Sitting in the chair across the way, my ears perked up. This should be an interesting conversation to eavesdrop on (yes, I confess I am an eavesdropper).

“No,” the athletic blonde man replied.

“What? How long have you been together now?”

“Four years,” he casually replied.

That’s a pretty long time, I thought to myself.

“Has your girlfriend asked about it?”

“Yeah.”

“Well, come on man, you’re not getting any younger,” she teased.

“I know. I know. I was twenty-eight when we met, now I’m thirty-two.”

Okay, mister, you’re no spring chicken. Why are you taking so long? And why in the world is she still with you?

“Well, I’m gonna keep pestering you until you propose.  So when are you going to pop the question?”

Good, Ms. Hairstylist! Keep encouraging him. He needs to make a commitment or move on!

“I’m not sure…” he said awkwardly.

What? You’re not sure after four years?

Sensing his discomfort, the hairstylist immediately switched to a more comforting tone. “I’m sorry, I know it’s not that simple.
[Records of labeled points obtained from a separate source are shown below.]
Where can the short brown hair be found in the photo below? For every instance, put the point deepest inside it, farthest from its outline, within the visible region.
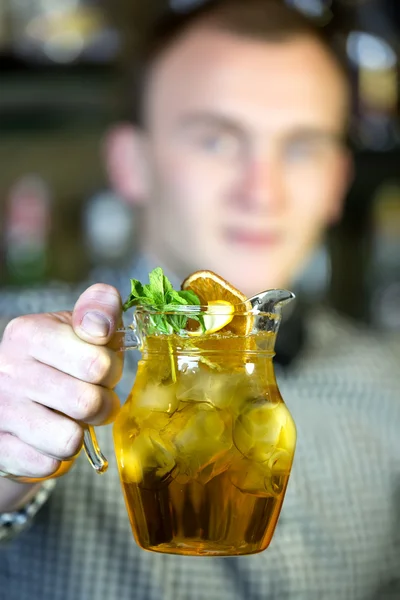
(269, 20)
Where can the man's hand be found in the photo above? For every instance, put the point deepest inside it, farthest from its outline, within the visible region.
(57, 372)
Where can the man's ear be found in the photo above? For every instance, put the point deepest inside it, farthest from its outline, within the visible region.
(344, 180)
(125, 156)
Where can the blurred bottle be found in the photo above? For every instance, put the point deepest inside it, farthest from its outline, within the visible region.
(27, 225)
(384, 276)
(109, 230)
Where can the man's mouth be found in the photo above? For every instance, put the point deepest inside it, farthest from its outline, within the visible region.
(252, 238)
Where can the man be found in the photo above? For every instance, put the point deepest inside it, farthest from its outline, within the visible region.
(239, 161)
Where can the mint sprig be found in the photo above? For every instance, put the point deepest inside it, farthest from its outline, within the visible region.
(160, 296)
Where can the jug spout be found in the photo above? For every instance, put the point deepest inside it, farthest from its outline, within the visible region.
(271, 301)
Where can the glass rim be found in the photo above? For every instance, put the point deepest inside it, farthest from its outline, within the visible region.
(188, 310)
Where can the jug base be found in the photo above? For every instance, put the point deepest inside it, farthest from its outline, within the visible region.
(201, 548)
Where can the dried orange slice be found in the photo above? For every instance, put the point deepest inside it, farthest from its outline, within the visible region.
(213, 290)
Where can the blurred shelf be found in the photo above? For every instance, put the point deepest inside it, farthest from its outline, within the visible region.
(57, 98)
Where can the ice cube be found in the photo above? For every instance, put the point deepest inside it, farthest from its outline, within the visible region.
(257, 430)
(147, 459)
(159, 398)
(199, 435)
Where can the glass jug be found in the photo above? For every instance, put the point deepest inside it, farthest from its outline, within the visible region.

It’s a big decision, and you have to think about it seriously.  I’m just giving you a hard time.”

Well, he needs someone to give him a hard time!
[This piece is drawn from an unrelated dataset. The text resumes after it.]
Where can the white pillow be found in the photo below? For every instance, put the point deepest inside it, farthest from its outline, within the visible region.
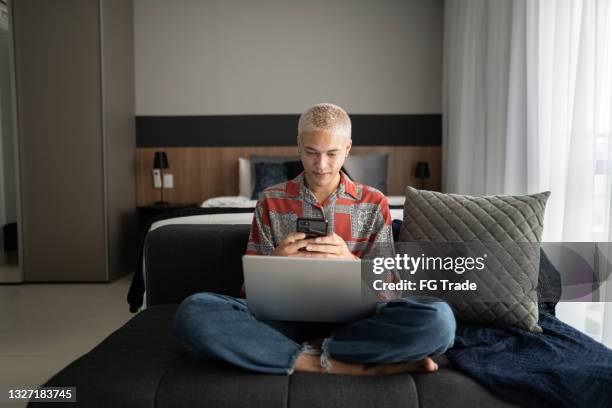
(245, 178)
(229, 201)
“Yeah, well...we did just get a puppy!” When he said that, his tone changed, as though sharing a dog with his girlfriend made him more committed to the relationship.

Okay, The furthest his commitment goes at this point is joint custody of a puppy. This is so backwards. Run away, girlfriend. RUN AWAY from this guy!

“Really! Aw, I’m proud of you!” Ms. Hairstylist exclaimed.

Culture’s Warped Views

Remember that old nursery rhyme from elementary school?

John and Sally sitting in a tree
K-I-S-S-I-N-G
First comes love,
Then comes marriage
Then comes Sally with a baby carriage

Now I guess we could rewrite it like this:

John and Sally sitting in a tree
K-I-S-S-I-N-G
First comes house,
Then comes schnauzer,
Then comes Sally with a pre-nup paper.

I mean, that would be more accurate of our society today, wouldn’t it? “In just two generations the number of cohabiting couples has skyrocketed, from 439,000 to 5.4 million.” Culture wants us to believe that we should accept this is the new normal.

Neither is cohabitation limited to non-Christians. According to the Barna Group, 37 percent of cohabiters profess to be Christians. And recent polls indicate that 49 percent of youth between the ages of thirteen and seventeen who have attended church in the last week approve of cohabitation. Culture promotes moving in together as the most logical step in a relationship.

Even the children’s programs are promoting it! I recently saw a Disney channel sitcom where an elementary school girl asked her teenage sister if she felt committed enough to her boyfriend to move in with him. I was flabbergasted when I heard that come out of the little actress’s mouth. Why was an elementary age girl modeling that attitude on a kid’s television program? It’s crazy.

But just because it’s the cultural norm mean we have to accept it. In fact, we shouldn’t, because it’s based on a bunch of lies.